Visualize, query, and stream to train on multimodal robotics data.

Rerun is a data platform for physical AI and robotics: log multimodal sensor streams (images, point clouds, time series, joint states), visualize them in a purpose-built viewer, and query recordings via SQL or the dataframe API. It targets robotics engineers and CV researchers who need something between a debugger and a data warehouse for multi-rate, heterogeneous sensor data. Think RViz, but with persistent storage, replay, SQL queries, and a training pipeline integration story.

- The columnar chunk storage model genuinely handles multi-rate data correctly — a camera at 30Hz and a lidar at 10Hz are stored and queried without forcing them onto a common timeline, which is the thing every naive robotics logger gets wrong.

- DataFusion integration means you can run SQL over a recorded session without exporting anything. Querying 'show me all frames where detected_objects > 3 and confidence < 0.7' against a real recording is exactly the kind of thing that normally requires a full data pipeline.

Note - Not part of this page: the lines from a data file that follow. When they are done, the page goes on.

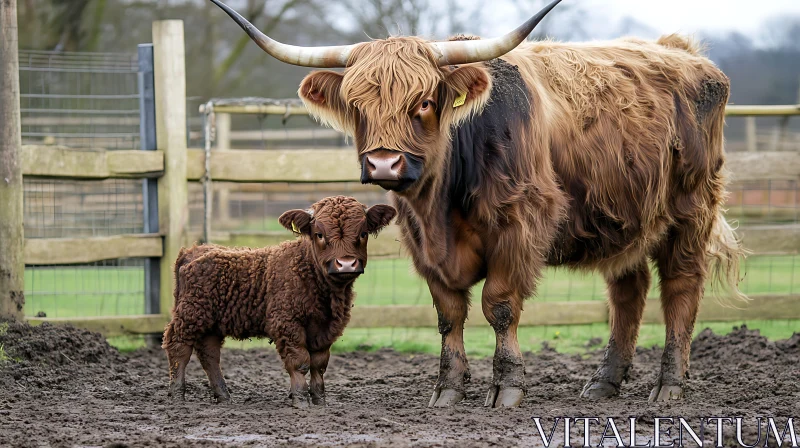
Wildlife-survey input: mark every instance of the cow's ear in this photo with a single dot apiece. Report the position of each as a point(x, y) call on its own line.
point(320, 93)
point(466, 91)
point(378, 217)
point(298, 221)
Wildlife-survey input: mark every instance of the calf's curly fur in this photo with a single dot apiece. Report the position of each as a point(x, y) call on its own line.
point(293, 293)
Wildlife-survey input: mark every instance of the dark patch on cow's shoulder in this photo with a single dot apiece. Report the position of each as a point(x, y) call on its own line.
point(488, 142)
point(712, 94)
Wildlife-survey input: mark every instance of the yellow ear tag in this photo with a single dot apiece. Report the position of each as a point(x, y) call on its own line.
point(460, 100)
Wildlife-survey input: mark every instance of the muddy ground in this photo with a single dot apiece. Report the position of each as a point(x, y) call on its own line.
point(67, 387)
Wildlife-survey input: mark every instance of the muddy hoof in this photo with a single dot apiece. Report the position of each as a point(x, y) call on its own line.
point(223, 397)
point(666, 393)
point(599, 389)
point(175, 393)
point(445, 398)
point(301, 401)
point(509, 397)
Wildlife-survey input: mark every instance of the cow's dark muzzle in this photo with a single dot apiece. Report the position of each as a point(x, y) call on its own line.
point(390, 169)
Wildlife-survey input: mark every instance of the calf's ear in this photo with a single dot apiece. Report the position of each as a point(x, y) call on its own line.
point(378, 217)
point(320, 93)
point(298, 221)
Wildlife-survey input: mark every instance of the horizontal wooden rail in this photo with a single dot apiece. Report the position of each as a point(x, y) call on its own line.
point(299, 165)
point(280, 135)
point(54, 251)
point(260, 109)
point(730, 110)
point(76, 163)
point(421, 316)
point(773, 165)
point(741, 110)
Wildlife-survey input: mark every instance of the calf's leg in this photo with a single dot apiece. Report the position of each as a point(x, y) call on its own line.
point(297, 362)
point(319, 363)
point(451, 307)
point(178, 355)
point(502, 306)
point(208, 352)
point(627, 295)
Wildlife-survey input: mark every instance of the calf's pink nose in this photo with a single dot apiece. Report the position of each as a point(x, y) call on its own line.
point(346, 264)
point(384, 169)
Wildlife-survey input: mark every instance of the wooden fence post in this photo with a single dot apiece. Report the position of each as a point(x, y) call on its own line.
point(223, 123)
point(750, 132)
point(173, 206)
point(12, 242)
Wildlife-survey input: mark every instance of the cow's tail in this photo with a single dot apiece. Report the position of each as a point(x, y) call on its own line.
point(679, 42)
point(725, 251)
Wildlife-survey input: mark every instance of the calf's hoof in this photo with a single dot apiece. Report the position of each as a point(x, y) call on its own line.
point(222, 397)
point(665, 393)
point(445, 398)
point(599, 389)
point(300, 400)
point(176, 393)
point(507, 397)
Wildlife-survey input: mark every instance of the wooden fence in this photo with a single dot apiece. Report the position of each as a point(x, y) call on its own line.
point(174, 165)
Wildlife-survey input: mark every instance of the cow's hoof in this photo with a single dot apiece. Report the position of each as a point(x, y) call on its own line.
point(666, 393)
point(509, 397)
point(599, 389)
point(445, 398)
point(176, 394)
point(223, 398)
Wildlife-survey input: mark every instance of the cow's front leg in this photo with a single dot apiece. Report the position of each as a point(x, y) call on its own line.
point(297, 362)
point(502, 306)
point(451, 307)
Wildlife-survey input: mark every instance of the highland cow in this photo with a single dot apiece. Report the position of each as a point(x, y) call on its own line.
point(298, 294)
point(504, 157)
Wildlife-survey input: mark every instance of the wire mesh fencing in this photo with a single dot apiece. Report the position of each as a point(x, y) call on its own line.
point(79, 99)
point(82, 100)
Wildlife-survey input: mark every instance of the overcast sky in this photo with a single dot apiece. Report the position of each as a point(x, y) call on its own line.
point(689, 16)
point(659, 16)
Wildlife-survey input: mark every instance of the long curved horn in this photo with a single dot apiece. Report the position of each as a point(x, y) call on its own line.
point(466, 51)
point(321, 57)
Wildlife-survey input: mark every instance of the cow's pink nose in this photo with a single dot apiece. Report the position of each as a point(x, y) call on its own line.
point(346, 264)
point(384, 168)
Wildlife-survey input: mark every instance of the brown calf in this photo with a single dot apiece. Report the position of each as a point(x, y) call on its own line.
point(298, 294)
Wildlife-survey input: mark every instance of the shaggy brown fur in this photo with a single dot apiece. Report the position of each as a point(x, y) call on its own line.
point(290, 293)
point(596, 156)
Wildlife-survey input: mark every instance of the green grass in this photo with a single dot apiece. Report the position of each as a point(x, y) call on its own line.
point(97, 291)
point(3, 355)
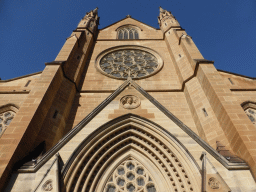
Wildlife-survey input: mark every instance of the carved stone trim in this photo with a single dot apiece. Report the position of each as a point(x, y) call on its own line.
point(47, 186)
point(130, 102)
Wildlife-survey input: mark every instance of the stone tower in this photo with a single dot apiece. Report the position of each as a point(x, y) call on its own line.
point(128, 108)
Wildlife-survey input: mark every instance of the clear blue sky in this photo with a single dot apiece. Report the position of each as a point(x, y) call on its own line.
point(32, 32)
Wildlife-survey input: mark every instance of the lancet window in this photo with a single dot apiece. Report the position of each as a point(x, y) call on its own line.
point(130, 176)
point(250, 111)
point(128, 33)
point(5, 120)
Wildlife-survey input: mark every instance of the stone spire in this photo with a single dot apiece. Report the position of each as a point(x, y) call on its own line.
point(90, 20)
point(166, 19)
point(161, 9)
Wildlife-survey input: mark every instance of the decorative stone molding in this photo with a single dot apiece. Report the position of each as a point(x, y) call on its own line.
point(7, 113)
point(129, 61)
point(47, 186)
point(130, 102)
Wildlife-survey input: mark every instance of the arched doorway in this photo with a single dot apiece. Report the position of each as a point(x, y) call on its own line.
point(94, 165)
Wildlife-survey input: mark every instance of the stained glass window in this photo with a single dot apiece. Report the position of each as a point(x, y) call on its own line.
point(5, 120)
point(129, 33)
point(129, 63)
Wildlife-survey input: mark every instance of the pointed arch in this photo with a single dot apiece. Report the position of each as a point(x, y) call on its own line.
point(7, 113)
point(131, 134)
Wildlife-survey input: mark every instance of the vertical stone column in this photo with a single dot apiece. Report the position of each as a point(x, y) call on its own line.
point(239, 130)
point(183, 52)
point(52, 95)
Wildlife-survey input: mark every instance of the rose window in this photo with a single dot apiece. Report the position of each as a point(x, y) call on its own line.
point(133, 63)
point(130, 176)
point(5, 120)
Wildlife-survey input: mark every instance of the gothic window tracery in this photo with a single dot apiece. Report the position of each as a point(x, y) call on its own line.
point(128, 33)
point(250, 110)
point(5, 119)
point(130, 176)
point(124, 63)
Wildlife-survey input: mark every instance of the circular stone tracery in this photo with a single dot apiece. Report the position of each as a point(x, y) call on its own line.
point(125, 63)
point(133, 177)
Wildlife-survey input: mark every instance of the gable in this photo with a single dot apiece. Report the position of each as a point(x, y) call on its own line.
point(145, 31)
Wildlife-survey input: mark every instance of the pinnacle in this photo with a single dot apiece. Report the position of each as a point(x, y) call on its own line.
point(161, 9)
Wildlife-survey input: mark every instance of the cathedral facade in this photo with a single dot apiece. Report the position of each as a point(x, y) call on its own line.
point(128, 108)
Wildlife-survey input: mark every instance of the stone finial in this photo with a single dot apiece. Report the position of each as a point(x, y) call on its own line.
point(161, 9)
point(95, 11)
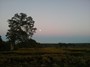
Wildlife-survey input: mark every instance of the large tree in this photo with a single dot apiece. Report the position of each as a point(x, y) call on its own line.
point(21, 28)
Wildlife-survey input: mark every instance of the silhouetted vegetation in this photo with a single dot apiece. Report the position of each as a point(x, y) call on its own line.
point(22, 51)
point(21, 29)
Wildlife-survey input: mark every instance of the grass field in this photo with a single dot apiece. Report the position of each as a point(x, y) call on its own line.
point(46, 57)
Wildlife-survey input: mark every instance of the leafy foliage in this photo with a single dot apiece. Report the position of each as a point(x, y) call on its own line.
point(21, 28)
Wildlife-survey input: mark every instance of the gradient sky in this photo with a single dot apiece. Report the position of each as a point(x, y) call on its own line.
point(56, 21)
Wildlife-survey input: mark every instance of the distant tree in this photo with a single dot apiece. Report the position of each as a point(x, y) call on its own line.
point(21, 28)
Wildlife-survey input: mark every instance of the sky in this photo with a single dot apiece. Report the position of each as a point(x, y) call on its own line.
point(66, 21)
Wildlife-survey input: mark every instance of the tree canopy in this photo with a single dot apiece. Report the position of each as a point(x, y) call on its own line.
point(21, 28)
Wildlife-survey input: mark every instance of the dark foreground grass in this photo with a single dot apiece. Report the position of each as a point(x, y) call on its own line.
point(46, 57)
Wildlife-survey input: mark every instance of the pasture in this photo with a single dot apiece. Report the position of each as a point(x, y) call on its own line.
point(46, 57)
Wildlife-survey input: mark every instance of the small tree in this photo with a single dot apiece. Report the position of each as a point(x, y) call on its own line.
point(21, 28)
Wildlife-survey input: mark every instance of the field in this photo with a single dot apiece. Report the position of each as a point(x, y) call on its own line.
point(46, 57)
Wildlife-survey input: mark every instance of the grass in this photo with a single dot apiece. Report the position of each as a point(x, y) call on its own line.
point(46, 57)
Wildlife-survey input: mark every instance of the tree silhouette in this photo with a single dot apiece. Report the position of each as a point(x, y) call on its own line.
point(21, 28)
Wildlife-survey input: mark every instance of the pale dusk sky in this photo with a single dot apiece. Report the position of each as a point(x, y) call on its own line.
point(56, 21)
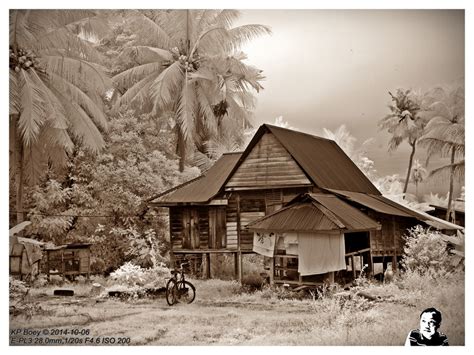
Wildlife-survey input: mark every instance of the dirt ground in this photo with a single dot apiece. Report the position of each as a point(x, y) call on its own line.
point(218, 317)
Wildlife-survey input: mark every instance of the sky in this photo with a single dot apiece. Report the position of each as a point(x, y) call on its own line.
point(325, 68)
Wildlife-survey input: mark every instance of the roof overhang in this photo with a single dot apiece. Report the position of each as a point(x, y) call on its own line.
point(385, 205)
point(315, 213)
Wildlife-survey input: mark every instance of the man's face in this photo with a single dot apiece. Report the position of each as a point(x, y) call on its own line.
point(428, 325)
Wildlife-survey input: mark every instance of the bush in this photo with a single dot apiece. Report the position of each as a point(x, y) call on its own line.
point(425, 252)
point(131, 275)
point(17, 288)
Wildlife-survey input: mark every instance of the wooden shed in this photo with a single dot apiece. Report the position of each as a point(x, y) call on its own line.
point(68, 260)
point(210, 214)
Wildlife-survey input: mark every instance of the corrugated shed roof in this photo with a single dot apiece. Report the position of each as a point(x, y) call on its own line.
point(376, 204)
point(203, 188)
point(323, 161)
point(383, 204)
point(350, 216)
point(315, 212)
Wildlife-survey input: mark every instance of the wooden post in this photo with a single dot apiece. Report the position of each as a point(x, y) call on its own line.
point(353, 266)
point(272, 270)
point(236, 266)
point(63, 269)
point(47, 265)
point(239, 253)
point(331, 277)
point(208, 265)
point(370, 261)
point(240, 266)
point(394, 262)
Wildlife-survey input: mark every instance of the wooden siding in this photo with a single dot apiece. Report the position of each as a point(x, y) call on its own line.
point(189, 227)
point(231, 223)
point(267, 165)
point(389, 239)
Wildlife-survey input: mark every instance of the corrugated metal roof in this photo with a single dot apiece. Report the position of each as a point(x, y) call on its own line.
point(315, 212)
point(205, 187)
point(385, 205)
point(323, 161)
point(350, 216)
point(375, 203)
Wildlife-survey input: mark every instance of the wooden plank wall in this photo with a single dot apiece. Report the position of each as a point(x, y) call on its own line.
point(389, 239)
point(252, 207)
point(268, 164)
point(176, 227)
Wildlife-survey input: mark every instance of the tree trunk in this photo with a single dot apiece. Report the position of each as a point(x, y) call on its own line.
point(181, 149)
point(410, 163)
point(451, 185)
point(19, 173)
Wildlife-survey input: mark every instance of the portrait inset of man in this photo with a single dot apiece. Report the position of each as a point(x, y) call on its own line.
point(428, 334)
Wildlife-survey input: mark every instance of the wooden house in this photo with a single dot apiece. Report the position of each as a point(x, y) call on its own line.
point(69, 260)
point(288, 182)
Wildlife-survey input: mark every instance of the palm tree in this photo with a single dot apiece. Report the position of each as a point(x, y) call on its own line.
point(189, 62)
point(404, 123)
point(445, 135)
point(56, 88)
point(418, 174)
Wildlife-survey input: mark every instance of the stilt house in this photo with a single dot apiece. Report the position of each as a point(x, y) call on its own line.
point(296, 198)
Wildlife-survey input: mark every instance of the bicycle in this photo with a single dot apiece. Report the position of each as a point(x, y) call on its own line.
point(178, 289)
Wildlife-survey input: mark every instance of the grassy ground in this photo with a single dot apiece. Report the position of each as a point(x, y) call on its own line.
point(223, 314)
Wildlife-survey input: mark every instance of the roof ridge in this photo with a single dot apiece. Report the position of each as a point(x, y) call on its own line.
point(300, 132)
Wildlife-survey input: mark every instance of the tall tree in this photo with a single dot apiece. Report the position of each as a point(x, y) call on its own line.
point(189, 62)
point(404, 123)
point(445, 134)
point(418, 174)
point(56, 88)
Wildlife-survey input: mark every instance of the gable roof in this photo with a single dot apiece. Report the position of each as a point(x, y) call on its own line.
point(203, 188)
point(323, 161)
point(383, 204)
point(315, 212)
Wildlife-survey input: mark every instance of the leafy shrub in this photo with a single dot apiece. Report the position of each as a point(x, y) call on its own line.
point(131, 275)
point(17, 288)
point(426, 252)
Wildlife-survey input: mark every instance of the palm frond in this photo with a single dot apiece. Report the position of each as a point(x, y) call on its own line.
point(130, 77)
point(75, 94)
point(444, 172)
point(15, 94)
point(79, 72)
point(80, 124)
point(206, 111)
point(139, 91)
point(238, 113)
point(32, 108)
point(64, 43)
point(148, 30)
point(168, 81)
point(243, 34)
point(225, 18)
point(146, 54)
point(54, 110)
point(185, 111)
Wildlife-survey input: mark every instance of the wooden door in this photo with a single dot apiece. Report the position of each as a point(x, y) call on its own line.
point(217, 228)
point(190, 228)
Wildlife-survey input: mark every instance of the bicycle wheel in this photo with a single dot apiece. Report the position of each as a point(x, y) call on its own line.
point(185, 292)
point(171, 292)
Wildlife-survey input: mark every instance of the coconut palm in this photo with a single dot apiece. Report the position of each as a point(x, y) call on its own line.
point(56, 88)
point(445, 134)
point(418, 174)
point(189, 62)
point(404, 123)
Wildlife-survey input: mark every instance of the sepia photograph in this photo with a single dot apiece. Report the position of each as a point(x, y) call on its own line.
point(203, 176)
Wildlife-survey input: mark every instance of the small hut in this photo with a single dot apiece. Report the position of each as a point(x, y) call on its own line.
point(25, 254)
point(312, 238)
point(69, 260)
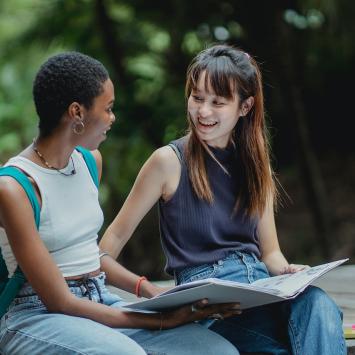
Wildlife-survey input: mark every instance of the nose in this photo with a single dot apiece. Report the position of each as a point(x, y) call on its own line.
point(113, 117)
point(204, 109)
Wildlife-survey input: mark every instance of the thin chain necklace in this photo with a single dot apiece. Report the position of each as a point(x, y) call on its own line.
point(44, 161)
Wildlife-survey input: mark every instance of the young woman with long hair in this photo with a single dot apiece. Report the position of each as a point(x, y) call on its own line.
point(216, 193)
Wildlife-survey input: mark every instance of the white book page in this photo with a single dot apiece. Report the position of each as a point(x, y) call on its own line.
point(290, 284)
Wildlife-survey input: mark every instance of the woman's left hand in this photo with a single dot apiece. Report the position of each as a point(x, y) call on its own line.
point(292, 268)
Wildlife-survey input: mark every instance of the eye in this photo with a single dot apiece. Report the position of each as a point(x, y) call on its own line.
point(219, 103)
point(197, 98)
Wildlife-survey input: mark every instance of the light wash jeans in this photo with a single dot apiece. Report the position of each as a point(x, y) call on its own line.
point(310, 324)
point(28, 328)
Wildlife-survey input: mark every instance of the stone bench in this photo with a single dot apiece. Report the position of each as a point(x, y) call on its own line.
point(338, 283)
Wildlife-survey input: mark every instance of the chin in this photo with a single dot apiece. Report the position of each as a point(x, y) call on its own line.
point(90, 145)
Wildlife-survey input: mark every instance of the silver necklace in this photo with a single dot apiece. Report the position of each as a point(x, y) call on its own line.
point(49, 166)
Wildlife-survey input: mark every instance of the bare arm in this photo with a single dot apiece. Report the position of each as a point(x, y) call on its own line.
point(271, 254)
point(158, 178)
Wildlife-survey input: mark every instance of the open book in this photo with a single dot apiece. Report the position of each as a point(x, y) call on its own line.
point(263, 291)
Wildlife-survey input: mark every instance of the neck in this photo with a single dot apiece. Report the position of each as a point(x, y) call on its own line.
point(55, 151)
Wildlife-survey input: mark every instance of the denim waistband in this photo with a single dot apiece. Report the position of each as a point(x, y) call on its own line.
point(239, 257)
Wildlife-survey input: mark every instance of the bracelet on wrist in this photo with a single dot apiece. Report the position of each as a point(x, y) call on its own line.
point(138, 285)
point(161, 322)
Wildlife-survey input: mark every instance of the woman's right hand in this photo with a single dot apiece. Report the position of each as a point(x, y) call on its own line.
point(198, 311)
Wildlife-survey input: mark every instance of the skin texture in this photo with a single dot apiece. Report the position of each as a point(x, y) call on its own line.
point(16, 216)
point(214, 118)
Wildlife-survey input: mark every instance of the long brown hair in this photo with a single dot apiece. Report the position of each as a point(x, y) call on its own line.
point(230, 71)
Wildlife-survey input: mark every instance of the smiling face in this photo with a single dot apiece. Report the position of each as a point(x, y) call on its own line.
point(214, 117)
point(99, 118)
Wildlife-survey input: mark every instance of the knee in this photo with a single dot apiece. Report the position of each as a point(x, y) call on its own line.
point(219, 345)
point(317, 303)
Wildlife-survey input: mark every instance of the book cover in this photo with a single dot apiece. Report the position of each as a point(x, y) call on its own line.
point(263, 291)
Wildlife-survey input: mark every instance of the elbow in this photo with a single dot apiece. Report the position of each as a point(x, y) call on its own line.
point(61, 305)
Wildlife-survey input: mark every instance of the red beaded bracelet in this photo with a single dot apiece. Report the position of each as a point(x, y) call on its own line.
point(138, 285)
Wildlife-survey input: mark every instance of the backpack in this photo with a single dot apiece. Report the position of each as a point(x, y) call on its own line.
point(9, 287)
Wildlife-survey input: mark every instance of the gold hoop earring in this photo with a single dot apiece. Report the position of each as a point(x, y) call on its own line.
point(78, 127)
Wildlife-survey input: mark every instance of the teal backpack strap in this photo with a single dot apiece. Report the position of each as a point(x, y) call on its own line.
point(91, 164)
point(176, 150)
point(9, 287)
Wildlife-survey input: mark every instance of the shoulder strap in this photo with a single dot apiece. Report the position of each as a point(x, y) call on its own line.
point(91, 164)
point(24, 181)
point(10, 287)
point(176, 150)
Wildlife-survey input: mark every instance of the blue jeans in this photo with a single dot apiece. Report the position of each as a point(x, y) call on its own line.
point(28, 328)
point(310, 324)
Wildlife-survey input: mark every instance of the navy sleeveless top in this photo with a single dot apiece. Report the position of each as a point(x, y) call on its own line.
point(195, 232)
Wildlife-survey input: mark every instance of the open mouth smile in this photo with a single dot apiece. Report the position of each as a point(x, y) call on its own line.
point(207, 124)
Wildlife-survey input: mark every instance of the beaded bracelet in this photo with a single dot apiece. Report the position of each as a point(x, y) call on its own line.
point(161, 322)
point(138, 285)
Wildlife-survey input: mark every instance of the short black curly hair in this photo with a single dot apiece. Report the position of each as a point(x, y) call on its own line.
point(63, 79)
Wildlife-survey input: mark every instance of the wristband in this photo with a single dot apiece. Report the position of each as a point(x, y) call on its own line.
point(161, 322)
point(138, 285)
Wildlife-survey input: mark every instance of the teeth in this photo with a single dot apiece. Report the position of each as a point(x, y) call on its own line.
point(207, 123)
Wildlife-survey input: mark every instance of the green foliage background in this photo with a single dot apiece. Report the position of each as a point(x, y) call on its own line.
point(303, 46)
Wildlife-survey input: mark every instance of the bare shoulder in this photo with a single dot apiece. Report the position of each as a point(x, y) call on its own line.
point(165, 160)
point(12, 196)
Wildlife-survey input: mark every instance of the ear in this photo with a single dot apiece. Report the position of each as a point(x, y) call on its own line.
point(246, 106)
point(75, 111)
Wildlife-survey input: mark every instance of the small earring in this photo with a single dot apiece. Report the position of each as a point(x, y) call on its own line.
point(78, 127)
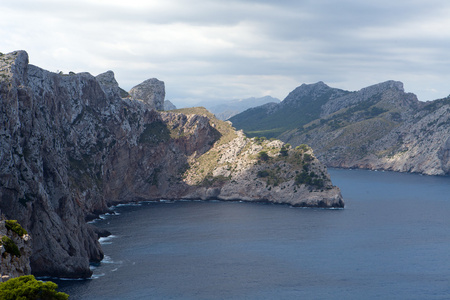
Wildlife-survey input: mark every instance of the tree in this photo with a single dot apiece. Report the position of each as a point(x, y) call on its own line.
point(27, 287)
point(263, 156)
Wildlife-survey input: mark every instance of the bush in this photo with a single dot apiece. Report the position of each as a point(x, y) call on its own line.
point(14, 226)
point(263, 156)
point(263, 173)
point(27, 287)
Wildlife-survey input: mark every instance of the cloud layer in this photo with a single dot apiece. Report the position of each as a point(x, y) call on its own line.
point(208, 50)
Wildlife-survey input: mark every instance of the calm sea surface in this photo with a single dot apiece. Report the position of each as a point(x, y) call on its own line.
point(392, 241)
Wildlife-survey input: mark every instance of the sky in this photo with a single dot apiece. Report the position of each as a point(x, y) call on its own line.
point(208, 51)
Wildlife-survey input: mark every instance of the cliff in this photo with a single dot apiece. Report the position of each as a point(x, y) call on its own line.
point(71, 146)
point(378, 127)
point(15, 250)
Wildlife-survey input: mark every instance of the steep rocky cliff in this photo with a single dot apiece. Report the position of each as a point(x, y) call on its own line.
point(378, 127)
point(70, 146)
point(15, 250)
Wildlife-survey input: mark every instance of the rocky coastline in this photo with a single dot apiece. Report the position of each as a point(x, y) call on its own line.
point(73, 145)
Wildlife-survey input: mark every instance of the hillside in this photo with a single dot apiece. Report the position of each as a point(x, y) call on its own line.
point(378, 127)
point(71, 146)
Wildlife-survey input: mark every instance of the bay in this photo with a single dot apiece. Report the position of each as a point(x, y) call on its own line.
point(392, 241)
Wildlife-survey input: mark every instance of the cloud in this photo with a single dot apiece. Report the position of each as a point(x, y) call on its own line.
point(211, 50)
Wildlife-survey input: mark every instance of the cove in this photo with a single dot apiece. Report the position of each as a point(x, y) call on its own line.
point(392, 241)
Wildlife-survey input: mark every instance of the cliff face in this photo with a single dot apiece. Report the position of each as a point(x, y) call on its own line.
point(15, 252)
point(70, 146)
point(378, 127)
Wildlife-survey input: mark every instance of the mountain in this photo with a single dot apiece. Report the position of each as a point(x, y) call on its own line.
point(71, 146)
point(226, 110)
point(377, 127)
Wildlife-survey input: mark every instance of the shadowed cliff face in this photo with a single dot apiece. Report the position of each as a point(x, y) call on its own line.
point(70, 147)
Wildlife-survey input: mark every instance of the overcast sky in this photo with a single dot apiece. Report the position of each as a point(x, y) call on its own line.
point(207, 50)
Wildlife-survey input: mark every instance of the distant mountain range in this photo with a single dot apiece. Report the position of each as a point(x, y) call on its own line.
point(377, 127)
point(226, 110)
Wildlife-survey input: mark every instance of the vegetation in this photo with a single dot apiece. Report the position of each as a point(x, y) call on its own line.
point(14, 226)
point(309, 178)
point(263, 156)
point(28, 288)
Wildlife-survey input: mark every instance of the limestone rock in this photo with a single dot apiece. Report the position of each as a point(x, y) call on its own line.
point(151, 92)
point(14, 264)
point(71, 146)
point(169, 105)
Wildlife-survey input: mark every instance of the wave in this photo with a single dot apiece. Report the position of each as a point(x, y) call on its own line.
point(106, 240)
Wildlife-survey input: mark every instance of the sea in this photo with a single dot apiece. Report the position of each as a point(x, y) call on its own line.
point(391, 241)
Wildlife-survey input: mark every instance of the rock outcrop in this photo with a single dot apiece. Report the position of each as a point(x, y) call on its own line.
point(169, 105)
point(151, 92)
point(70, 147)
point(15, 251)
point(378, 127)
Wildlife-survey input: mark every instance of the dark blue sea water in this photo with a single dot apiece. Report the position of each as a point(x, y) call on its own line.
point(392, 241)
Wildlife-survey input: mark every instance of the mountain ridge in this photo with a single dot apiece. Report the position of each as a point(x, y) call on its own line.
point(71, 146)
point(377, 127)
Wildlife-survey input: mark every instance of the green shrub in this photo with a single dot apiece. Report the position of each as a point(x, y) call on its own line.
point(10, 246)
point(263, 173)
point(263, 156)
point(14, 226)
point(27, 287)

- MCAP support means it slots into existing ROS2 tooling without a migration — you can point it at files you already have, which is a practical onramp for teams with years of existing recordings.

- The code generation pipeline (FlatBuffers → Rust + Python + C++ SDKs) keeps the three language SDKs structurally identical. Cross-language interop issues are solved at the schema level, not at runtime.

- The viewer chokes on large entity counts and multi-million-point clouds — they document both as known open issues. For serious robotics workloads (dense lidar, many tracked objects), you will hit these ceilings quickly.

- Breaking API changes are explicitly promised. Adopting this in a production data pipeline today means you're signing up for periodic migration work with no stability guarantees.

- C++ and Rust users need a separately installed `rerun-cli` binary to get the viewer; only Python bundles it. In CI or embedded environments, this is an extra dependency that will bite someone during a late-night build.

- The `nasm` feature for video decoding silently falls back to worse performance if the system CLI isn't installed — no warning at startup, no error, just slower video. That kind of invisible degradation is hard to diagnose in production.